The **Process Mining Solution** is delivered as a plug-and-play **Dataiku Application**, enabling users to quickly spin up configured instances for process analysis. Each instance is a self-contained Dataiku project built from a shared project template (`SOL_PROCESS_MINING`).

We recommend **creating one instance per process or subprocess** you want to mine.

# Access the Application

From the **Dataiku homepage**, under the **Applications** section (not Projects), click on **Process Mining**.

Here you’ll see:

- A list of all previously created instances
- A button to **Start using the application** to create a new one

![App instances.png](jtrT9KqWWom1)

Creating a new instance will:

- Duplicate the source project (`SOL_PROCESS_MINING`)
- Open the instance in a dedicated **configuration interface** (instead of the usual project view)

![Dataiku App.png](JPFZAkfLOz1J)

The configuration interface guides you through three key steps:

- [Configure the Input Dataset](#configure-the-input-dataset-1)
- [Map Columns](#map-columns-1)
- [Build the Instance](#build-the-instance-1)

You can always access the full project (Flow, datasets, dashboards, etc.) by clicking **Switch to project view**.
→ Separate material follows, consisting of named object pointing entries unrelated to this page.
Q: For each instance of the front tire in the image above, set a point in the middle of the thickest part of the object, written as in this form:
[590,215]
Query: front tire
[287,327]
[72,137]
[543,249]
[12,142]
# Configure the Input Dataset

Upload or connect your **prepared process data** (see [Data Model](article:12) for requirements).

## Option 1: File Upload

- Uses the `filesystem_managed` connection by default
- A drag-and-drop widget allows you to upload CSV files
- A sample file (`workflow.csv`) containing loan application data is included

> ⚠️ If your instance doesn’t support `filesystem_managed`, the source project must be reconfigured to use an authorized connection.

After your file(s) appear, click **Configure**.

## Option 2: Database Connection

If you're working from a SQL backend like PostgreSQL or Snowflake:

- Choose the connection from the list
- Click **Configure**
- Click on `workflow_parsed` to open dataset settings
- Point it to your table containing the prepared process data

For non-SQL backends (e.g. HDFS), manual setup is required:

1. Go to **Project > Datasets**

   - Delete the `workflow` dataset (this also removes the sync recipe)

2. Select all datasets → click **Change connection**

   - Choose your desired connection
   - Confirm and drop existing data
   - Leave "reuse connection settings" **unticked**

3. A warning like _“Dataset available_processes has no predecessor...”_ may appear. This is expected.
4. Go to **Flow > View > Recipes engine**

   - Ensure all recipes use the appropriate engine for your connection

# Map Columns

See [Data Model](article:12) for more information on expected columns.

# Build the Instance

Once column mapping is done, click **Build** to generate the datasets and dashboards that power the solution.

As a next step:

- Open the **Data Quality** dashboard to validate that your data was interpreted correctly.
- Proceed to explore your process in the **Process Mining dashboard**.